With 919,342 votes, The Sixth Sense has a score of 8.1 on IMDb.
A boy who communicates with spirits seeks the help of a disheartened child psychologist.
A twist so well-known that it’s in the plot summary!
Possibly one of the most well-known movies thanks to its iconic twist and possibly cementing M. Night Shyamalan as the Twist Master, The Sixth Sense proved an enjoyable watch for this first-time viewer. I went in knowing the twist, of course, but it was still a thrilling movie full of neat little ‘hints’ that you only really appreciate knowing the twist – rather like other twist movies such as Shutter Island. Spoilers: the kid can see dead people. This is up there with ‘Aerith Dies’ and ‘It Was His Sled’ as far as iconic moments go, and it’s almost The Un-Twist these days.

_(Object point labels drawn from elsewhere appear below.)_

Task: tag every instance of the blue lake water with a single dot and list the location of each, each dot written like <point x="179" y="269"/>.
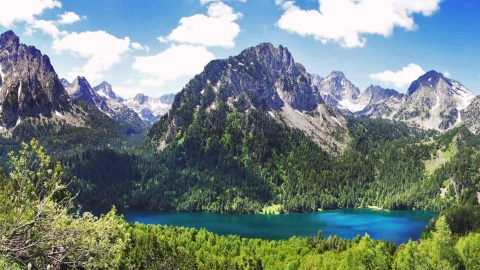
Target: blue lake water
<point x="397" y="226"/>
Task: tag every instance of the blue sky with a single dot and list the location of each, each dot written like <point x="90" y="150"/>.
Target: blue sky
<point x="156" y="46"/>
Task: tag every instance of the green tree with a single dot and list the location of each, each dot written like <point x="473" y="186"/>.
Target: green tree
<point x="38" y="226"/>
<point x="469" y="249"/>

I’ll admit I spent most of the movie enjoying all the moments that it almost shouts to you, telling you that Malcom Crowe (Bruce Willis of Die Hard and Twelve Monkeys fame) is dead – such as the awkward dinner he has with his wife on their anniversary, or the fact that he never actually has a conversation with anyone other than young Cole (Haley Joel Osment of Kingdom Hearts fame). The adults in the movie don’t even look at Crowe, and it’s easy to wonder how anyone didn’t realise the reality of the story until the very end – but then we’re more conditioned to these tropes now.

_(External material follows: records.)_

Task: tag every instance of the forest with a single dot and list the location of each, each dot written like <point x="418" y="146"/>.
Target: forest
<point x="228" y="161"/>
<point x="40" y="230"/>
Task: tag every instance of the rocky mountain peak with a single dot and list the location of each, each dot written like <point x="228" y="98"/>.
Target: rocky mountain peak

One thing I really appreciate about the film is the relationship between Cole and his mother (Toni Collette of Knives Out fame) which is the most compelling part of the whole thing for me. Watching the pair struggle together is genuinely heart-breaking and Collette is fantastic at acting out the subtleties of a stressed-out mother at the end of her tether. To that end, the way Cole builds confidence up over the story and eventually is able to ‘come out’ to his mother and explain why there was such a block between him and a normal mother-son relationship ends with a very emotional scene that reduced me to heaving tears.

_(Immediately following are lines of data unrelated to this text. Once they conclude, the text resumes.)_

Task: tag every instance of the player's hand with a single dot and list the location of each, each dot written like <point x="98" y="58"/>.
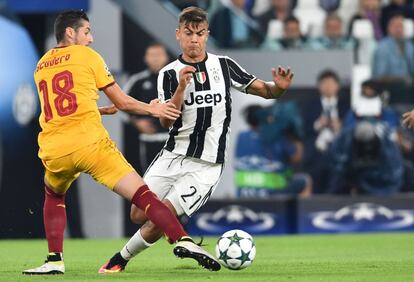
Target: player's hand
<point x="408" y="119"/>
<point x="108" y="110"/>
<point x="155" y="101"/>
<point x="164" y="110"/>
<point x="282" y="78"/>
<point x="144" y="125"/>
<point x="185" y="76"/>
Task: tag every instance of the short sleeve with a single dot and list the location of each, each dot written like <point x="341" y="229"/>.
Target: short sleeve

While mostly a character piece that revolves around the main trio, there are some moments over the movie that can thrill or even scare you. While not jump scares, there are reveals that are designed purely to shock the viewer (the hanged people at the school, the vomiting girl) and one scene is so frantic and well-acted that you cannot help but feel totally invested in their plight (specifically, Cole being locked away at the birthday party). These moments largely stop once Cole learns more about the nature of ghosts and commits to helping them instead. I think this leads to a slightly weaker second half which feels like it could have been an episode of a TV show where Cole helps out a different soul each week – though I’ll admit the whole funeral sequence was very touching.
Additionally, I felt like the whole “new boyfriend” sub-plot with Crowe’s wife/widow could have been dropped. Knowing the twist, it just feels like purely inauthentic drama that disrespects the viewer. It slows the movie down and takes time away from the gripping Cole plot. Saying that, this is as someone who does know the twist and is speaking with 22 years of hindsight.
Overall though, The Sixth Sense really lived up to its reputation. It’s like a mishmash of mystery, horror, thriller and drama and I think it works really well. Bruce Willis is always a star no matter his role and it’s really cool to see Haley Joel Osment as a tiny kid before he was Sora or that mind-reader from The Boys. The characters are extremely well-written and while the ending is a little abrupt, it will leave you feeling satisfied.
Verdict: it’s a piece of legendary cinema history – watch it, probably.